И работать ещё бы мог агрономом в колхозе.
Ан — нет!»
Огородные заботы
Ах! День-деньской, как я, по-хорошему завидую Прасковьи. Да как же она дружит с тобою, день. Столько то лет вместе: ты и она.
Понимаю: у госпожи Вечность, дней жизни достаточно.
Но как, как уму, не взирая на изношенность тела, приучить дружить с тобою… день-деньской?
Только Прасковья, пожалуй, знает, потому что ценит светлое время дня: то поливает капустные грядки. А они, как известно, водохлёбы. Пока в их «головах» «химичит» аш два о, они живы, а испарится, то вянут, вянут бедолаги.
— Охо-хо!! — качнёт седой прядью бабушка. Хоть и намаялась севодня, но всё же вас попою.

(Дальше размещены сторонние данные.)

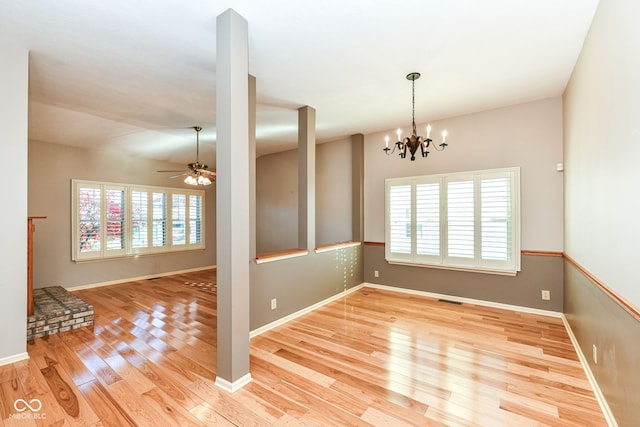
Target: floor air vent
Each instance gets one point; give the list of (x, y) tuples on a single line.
[(448, 301)]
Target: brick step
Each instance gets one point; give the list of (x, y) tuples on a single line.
[(57, 310)]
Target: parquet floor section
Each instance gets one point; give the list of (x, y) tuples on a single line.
[(371, 358)]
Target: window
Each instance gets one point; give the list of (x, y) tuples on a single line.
[(115, 220), (467, 220)]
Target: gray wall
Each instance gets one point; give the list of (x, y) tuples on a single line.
[(51, 168), (596, 319), (602, 153), (299, 282), (527, 135), (538, 273), (277, 197)]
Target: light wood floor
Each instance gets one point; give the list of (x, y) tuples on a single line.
[(371, 358)]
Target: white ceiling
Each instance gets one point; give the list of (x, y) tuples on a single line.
[(135, 76)]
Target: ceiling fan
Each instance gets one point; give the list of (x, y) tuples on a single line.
[(197, 173)]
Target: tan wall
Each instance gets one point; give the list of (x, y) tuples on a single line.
[(602, 149), (602, 157), (277, 197), (51, 168), (527, 135), (14, 90)]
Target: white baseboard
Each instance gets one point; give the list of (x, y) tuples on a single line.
[(285, 319), (15, 358), (232, 387), (468, 300), (606, 410), (133, 279)]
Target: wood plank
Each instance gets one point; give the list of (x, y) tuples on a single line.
[(373, 357)]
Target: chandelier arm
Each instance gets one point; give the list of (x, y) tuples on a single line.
[(413, 106)]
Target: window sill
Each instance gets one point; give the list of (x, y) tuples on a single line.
[(280, 255), (336, 246), (455, 268)]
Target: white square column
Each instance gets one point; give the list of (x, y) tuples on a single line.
[(232, 200)]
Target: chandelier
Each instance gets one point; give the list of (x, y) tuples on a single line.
[(198, 172), (413, 142)]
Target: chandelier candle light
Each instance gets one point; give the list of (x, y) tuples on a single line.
[(414, 141)]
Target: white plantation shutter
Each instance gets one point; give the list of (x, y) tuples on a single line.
[(495, 219), (139, 219), (159, 218), (115, 220), (467, 220), (460, 220), (89, 213), (114, 214), (178, 219), (195, 218), (428, 219), (400, 230)]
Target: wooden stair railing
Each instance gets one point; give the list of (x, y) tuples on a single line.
[(31, 228)]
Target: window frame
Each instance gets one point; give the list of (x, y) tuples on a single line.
[(512, 218), (128, 249)]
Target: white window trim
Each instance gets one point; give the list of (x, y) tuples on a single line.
[(128, 250), (442, 261)]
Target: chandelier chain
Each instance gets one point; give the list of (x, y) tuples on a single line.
[(413, 105)]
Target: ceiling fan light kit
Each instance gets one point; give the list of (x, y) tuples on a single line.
[(198, 173), (413, 142)]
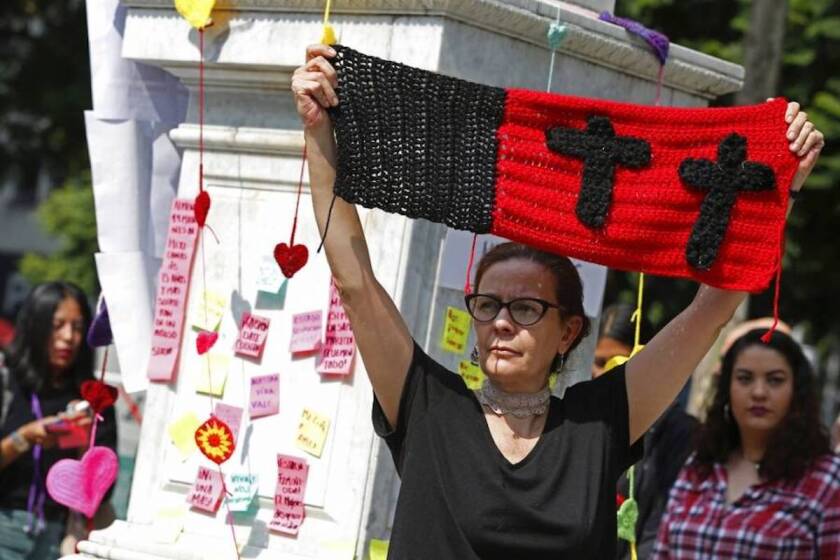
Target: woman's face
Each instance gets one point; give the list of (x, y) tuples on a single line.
[(67, 332), (606, 349), (761, 389), (515, 357)]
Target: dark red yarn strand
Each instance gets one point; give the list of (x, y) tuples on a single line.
[(297, 202), (467, 287), (201, 110)]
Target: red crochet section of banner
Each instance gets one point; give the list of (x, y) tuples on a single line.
[(652, 211)]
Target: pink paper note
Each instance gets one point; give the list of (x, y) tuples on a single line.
[(173, 285), (206, 491), (230, 415), (289, 510), (306, 332), (252, 335), (339, 345), (265, 395)]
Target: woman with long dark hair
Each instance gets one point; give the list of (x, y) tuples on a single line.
[(46, 364), (763, 482), (507, 471)]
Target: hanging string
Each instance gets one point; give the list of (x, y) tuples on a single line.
[(297, 201), (776, 291), (201, 110), (467, 284), (556, 34), (637, 315)]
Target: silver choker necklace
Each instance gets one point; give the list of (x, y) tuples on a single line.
[(520, 405)]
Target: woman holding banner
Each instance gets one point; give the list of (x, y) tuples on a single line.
[(507, 471)]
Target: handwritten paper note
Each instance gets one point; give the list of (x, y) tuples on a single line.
[(182, 434), (456, 330), (471, 374), (252, 335), (173, 286), (206, 491), (265, 395), (312, 432), (306, 332), (207, 310), (212, 374), (378, 549), (289, 510), (230, 415), (242, 488), (339, 346)]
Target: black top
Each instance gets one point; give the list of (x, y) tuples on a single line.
[(462, 499), (16, 478)]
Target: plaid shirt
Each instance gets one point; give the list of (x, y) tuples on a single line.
[(771, 520)]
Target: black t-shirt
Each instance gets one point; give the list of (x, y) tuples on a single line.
[(16, 478), (462, 499)]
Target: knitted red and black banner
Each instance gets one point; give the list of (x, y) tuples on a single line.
[(695, 193)]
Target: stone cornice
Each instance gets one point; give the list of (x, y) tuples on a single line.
[(526, 20), (240, 140)]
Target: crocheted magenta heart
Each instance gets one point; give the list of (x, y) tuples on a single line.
[(202, 207), (98, 394), (81, 485), (291, 259), (205, 341)]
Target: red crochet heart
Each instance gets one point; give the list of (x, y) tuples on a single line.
[(205, 341), (98, 394), (202, 207), (291, 259)]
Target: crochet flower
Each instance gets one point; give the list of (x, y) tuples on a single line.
[(215, 440)]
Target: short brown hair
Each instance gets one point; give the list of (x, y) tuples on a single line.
[(568, 287)]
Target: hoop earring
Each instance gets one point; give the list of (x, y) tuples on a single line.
[(559, 364)]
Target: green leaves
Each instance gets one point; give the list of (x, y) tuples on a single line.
[(68, 214)]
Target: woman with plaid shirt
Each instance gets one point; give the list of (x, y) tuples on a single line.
[(763, 482)]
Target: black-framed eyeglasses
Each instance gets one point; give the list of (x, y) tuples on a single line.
[(523, 311)]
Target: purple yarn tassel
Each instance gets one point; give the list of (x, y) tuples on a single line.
[(658, 42), (99, 333)]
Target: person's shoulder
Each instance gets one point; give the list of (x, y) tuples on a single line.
[(693, 477), (825, 472)]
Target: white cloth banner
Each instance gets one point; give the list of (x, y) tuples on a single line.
[(134, 169)]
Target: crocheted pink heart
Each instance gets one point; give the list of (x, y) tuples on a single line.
[(291, 259), (205, 341), (81, 485), (202, 207)]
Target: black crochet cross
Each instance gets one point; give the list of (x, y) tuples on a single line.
[(723, 181), (601, 150)]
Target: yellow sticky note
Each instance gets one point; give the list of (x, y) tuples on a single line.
[(472, 375), (456, 330), (196, 12), (182, 434), (212, 374), (378, 549), (207, 310), (168, 523), (312, 432), (337, 550)]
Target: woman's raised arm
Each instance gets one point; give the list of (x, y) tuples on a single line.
[(656, 375), (384, 342)]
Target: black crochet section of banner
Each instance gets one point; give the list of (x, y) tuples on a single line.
[(431, 155)]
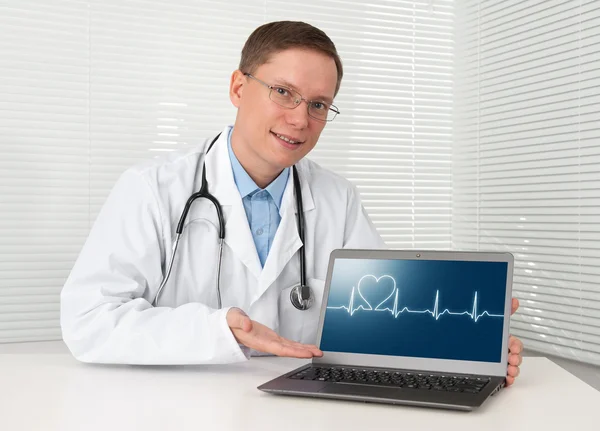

И, только видно: туда-сюда мелькают вёдра полные воды.
Не дети, овощные плоды, а поди ж ты!
Удивлялся.
Теплело в душе.
Часто, без просьбы о помощи, таскал вёдра: то огурчикам, то сеньору-помидору, то капусте, то остальным «поселянам» огорода.
А вот если бабуля, проведав грядки, увидит, что шустро, в рост, как в атаку, двинулись сорняки, то она ранком встаёт и мотыгою, мотыгою под корешок, приговаривая:
— А! Разгулялись, нехристи. Спасу нет: соки земли тянете, белый свет застите, идолы зелёные.
Как-то, сосед по улице Толстого, где мы проживали в то давнее, милое время моего детства, Иван Михайлович шёл встречать корову из стада.
Увидев бабушку, недалеко от забора, мимо которого пролегал его маршрут « под стадо», остановился, любопытствуя:
— Прасковья, мой вам поклон. Чем тут занята, непоседа?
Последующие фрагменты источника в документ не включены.